Did your child get celiac because you introduced gluten at a time when they had an infection, including gastroenteritis?  Researchers in this latest study want to know if the timing of this played a role in the triggering of celiac disease.

The research out of Sweden and recently published the Journal Pediatrics looked into just that — basically finding that it didn’t matter if a parent introduced gluten when a child had an infection, that it probably didn’t trigger celiac. “After adjusting for age at gluten introduction and breast-feeding duration, they found that neither any infection nor gastroenteritis was associated with a future diagnosis of celiac disease,” reported HealthDay News.

“This study adds valuable information to the current discussion regarding environmental risk factors and the pathogenesis of celiac disease,” the authors conclude. “However, we cannot rule out the possibility that specific pathogens constitute risk factors for celiac disease, because risk estimates for infection at the time of gluten introduction were of borderline statistical significance.”

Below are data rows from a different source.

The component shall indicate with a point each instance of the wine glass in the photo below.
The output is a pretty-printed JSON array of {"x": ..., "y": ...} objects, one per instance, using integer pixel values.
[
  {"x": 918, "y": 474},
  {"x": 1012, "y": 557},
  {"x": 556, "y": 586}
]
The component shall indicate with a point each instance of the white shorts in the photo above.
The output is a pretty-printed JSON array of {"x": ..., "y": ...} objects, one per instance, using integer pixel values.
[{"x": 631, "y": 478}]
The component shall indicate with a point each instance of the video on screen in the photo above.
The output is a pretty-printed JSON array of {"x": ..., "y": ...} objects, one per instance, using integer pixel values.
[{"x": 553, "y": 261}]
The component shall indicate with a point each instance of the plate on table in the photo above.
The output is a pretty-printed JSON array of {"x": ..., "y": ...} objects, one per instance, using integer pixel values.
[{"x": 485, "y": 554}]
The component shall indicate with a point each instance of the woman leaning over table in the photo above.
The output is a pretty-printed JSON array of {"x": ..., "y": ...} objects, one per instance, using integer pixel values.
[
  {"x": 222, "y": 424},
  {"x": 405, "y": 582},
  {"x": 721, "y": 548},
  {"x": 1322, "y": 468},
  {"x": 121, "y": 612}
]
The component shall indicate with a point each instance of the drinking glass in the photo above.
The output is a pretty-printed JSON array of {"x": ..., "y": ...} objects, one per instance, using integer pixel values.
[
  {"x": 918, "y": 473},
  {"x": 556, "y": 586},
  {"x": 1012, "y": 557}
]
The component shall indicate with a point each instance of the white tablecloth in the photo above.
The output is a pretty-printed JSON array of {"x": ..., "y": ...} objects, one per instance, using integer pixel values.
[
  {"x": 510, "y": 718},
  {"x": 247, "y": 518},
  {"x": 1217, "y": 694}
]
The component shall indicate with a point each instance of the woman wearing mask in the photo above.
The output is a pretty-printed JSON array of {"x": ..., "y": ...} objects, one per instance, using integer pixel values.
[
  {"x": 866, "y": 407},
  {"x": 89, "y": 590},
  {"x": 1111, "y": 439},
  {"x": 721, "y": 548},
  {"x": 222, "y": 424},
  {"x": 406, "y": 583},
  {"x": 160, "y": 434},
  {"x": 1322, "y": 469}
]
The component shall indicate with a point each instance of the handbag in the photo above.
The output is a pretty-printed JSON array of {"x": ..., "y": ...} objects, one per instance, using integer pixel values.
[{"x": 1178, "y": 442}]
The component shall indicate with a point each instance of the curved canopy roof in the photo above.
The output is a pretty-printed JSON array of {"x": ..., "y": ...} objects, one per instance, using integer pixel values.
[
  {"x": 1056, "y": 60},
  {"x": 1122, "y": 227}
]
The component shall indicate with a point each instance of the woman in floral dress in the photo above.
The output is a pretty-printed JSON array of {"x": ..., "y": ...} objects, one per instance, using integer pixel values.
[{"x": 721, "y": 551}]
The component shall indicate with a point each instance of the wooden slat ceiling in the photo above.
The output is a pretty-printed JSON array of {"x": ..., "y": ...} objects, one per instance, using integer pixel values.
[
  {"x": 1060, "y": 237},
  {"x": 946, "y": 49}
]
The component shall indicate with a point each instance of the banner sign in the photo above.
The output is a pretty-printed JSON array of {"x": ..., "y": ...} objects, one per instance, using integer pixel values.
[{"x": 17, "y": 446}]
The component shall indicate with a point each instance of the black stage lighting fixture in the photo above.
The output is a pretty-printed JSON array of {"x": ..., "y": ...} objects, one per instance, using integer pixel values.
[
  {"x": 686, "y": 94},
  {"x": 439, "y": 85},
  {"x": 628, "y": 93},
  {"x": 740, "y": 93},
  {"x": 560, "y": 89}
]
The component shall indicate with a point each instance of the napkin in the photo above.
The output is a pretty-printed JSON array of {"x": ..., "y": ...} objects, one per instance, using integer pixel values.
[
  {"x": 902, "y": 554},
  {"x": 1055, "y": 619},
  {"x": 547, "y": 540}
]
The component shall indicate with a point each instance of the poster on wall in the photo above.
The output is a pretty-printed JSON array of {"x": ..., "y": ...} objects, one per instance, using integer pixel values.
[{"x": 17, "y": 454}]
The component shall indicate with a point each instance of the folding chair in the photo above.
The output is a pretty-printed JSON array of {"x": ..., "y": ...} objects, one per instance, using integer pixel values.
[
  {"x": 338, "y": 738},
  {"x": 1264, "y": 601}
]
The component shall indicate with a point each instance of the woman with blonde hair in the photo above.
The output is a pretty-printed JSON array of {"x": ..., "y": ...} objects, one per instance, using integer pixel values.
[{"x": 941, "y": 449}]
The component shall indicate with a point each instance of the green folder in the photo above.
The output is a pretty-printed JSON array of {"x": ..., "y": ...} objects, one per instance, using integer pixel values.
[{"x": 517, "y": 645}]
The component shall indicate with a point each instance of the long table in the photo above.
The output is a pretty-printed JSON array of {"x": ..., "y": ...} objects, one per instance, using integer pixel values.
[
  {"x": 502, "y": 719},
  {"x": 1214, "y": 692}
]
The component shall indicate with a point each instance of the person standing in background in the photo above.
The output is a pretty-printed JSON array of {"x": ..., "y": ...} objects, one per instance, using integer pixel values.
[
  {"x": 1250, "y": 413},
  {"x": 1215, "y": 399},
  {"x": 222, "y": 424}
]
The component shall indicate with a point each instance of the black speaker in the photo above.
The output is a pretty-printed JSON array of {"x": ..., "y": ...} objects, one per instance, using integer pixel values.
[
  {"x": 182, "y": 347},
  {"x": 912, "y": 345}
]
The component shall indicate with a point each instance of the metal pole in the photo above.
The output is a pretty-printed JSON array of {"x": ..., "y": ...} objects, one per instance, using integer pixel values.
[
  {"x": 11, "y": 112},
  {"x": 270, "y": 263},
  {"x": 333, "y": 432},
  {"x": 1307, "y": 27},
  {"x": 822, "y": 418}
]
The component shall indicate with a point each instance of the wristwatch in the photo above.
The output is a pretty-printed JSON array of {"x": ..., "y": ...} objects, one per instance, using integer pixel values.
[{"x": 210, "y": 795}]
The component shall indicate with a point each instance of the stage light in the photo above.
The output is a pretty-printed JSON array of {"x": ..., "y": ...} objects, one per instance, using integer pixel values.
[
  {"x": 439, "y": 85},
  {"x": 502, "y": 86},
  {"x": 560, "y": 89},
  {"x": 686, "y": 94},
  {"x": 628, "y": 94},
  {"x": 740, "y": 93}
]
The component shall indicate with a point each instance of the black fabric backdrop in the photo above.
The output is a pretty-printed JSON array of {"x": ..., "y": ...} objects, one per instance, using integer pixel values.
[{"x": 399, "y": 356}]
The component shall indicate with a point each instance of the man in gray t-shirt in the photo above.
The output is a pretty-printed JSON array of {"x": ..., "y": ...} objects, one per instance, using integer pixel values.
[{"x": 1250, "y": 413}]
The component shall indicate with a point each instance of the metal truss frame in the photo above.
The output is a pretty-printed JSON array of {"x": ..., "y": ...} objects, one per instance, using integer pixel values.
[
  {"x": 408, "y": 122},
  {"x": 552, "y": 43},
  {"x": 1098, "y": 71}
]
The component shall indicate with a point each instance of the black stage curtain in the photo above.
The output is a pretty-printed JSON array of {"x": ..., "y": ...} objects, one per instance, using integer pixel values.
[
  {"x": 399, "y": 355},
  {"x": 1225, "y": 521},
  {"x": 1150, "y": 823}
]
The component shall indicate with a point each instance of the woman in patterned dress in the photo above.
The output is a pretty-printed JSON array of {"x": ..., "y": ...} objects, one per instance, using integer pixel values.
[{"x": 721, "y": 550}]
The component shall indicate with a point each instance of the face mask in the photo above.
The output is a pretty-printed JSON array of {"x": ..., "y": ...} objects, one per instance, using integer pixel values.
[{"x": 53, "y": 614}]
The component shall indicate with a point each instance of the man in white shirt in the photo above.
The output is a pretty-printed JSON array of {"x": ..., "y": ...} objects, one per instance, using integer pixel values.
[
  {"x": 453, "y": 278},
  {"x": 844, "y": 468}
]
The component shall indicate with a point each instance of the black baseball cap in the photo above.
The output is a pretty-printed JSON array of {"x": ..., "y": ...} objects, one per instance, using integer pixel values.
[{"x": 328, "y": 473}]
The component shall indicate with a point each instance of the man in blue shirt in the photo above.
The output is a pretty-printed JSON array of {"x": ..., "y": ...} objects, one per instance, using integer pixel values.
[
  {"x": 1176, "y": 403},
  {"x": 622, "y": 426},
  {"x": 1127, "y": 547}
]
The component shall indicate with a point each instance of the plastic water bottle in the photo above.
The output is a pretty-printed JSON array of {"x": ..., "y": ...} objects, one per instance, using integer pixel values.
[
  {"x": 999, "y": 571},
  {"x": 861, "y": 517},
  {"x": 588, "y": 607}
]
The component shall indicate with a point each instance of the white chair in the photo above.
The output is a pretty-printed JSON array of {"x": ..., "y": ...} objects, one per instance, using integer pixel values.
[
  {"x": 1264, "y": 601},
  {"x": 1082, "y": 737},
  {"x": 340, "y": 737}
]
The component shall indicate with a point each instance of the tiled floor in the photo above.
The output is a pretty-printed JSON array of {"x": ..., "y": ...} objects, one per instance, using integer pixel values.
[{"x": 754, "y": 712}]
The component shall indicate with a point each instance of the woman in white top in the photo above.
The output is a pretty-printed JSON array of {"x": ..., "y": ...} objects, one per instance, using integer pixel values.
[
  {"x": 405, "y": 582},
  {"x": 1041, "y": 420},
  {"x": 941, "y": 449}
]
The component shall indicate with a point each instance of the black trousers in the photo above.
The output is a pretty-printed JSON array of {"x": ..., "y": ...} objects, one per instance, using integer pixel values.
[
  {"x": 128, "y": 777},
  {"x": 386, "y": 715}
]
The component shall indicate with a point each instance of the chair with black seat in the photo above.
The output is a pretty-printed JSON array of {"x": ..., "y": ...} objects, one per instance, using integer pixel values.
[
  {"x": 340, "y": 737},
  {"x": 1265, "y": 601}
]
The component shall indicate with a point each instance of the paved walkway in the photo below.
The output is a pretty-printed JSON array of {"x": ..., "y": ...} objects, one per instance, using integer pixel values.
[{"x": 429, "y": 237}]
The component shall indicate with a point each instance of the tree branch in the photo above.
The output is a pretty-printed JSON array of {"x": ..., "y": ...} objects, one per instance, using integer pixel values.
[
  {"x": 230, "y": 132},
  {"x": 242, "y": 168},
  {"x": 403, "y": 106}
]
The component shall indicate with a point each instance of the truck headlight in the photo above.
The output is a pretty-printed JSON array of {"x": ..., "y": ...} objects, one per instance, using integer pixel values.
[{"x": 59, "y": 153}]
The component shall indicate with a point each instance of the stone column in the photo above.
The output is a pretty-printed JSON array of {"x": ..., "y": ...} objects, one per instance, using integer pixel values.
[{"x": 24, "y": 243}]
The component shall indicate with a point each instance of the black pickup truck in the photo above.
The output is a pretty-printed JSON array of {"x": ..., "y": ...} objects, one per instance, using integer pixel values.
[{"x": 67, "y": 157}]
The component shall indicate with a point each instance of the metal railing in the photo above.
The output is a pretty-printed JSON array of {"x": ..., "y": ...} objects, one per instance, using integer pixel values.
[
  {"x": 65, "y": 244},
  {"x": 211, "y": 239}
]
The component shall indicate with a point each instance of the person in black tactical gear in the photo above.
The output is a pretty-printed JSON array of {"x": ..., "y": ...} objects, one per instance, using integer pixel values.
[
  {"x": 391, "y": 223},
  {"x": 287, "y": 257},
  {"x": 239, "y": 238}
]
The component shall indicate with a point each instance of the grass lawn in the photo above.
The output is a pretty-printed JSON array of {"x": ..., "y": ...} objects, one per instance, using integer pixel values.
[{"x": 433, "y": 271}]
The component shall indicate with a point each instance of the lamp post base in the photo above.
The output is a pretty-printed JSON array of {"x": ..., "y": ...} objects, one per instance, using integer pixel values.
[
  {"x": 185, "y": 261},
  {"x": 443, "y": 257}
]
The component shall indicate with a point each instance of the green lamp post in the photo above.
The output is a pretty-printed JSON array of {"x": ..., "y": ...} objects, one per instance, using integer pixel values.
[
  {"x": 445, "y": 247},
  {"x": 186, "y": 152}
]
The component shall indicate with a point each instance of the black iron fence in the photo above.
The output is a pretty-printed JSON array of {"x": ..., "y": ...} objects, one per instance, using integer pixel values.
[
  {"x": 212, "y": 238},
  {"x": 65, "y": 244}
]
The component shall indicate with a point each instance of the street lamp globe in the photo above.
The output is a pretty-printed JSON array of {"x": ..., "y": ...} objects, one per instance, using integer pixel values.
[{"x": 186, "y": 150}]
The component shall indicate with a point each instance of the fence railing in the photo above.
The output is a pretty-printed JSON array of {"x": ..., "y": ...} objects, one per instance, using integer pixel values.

According to the Pediatrics Abstract researchers report they also “found no associations between breastfeeding duration, age at gluten introduction, and future CD [celiac disease].”  They said overall “these results indicate that parent-reported infection at the time of gluten introduction is not a major risk factor for CD.”

Despite the results, this study does make me look back at the time of gluten introduction and my child’s reactions.  Emma was given Cheerios at about 7 -8 months-old and had crackers here or there.  But it wasn’t really until just before turning a year that she was on a regular gluten diet.  She had a horrible virus that she couldn’t shake for 3 months between 12-15 months old. We always figured that triggered the celiac for her, it probably still did, but maybe with the combination of adding the gluten and getting the infection at a crucial time in a baby’s life, it was too much for her system to handle, thus triggering the celiac disease.  We will probably never really know.  But I thought this research would be interesting for any parent with a young diagnosis of celiac.

If you have a child newly diagnosed with celiac disease, the Children’s Digestive Health and Nutrition Foundation and the North American Society for Pediatric Gastroenterology, Hepatology and Nutrition put together a family guide, which you might find helpful.  Although it appears to be 5-years-old, it looks to be quick and comprehensive.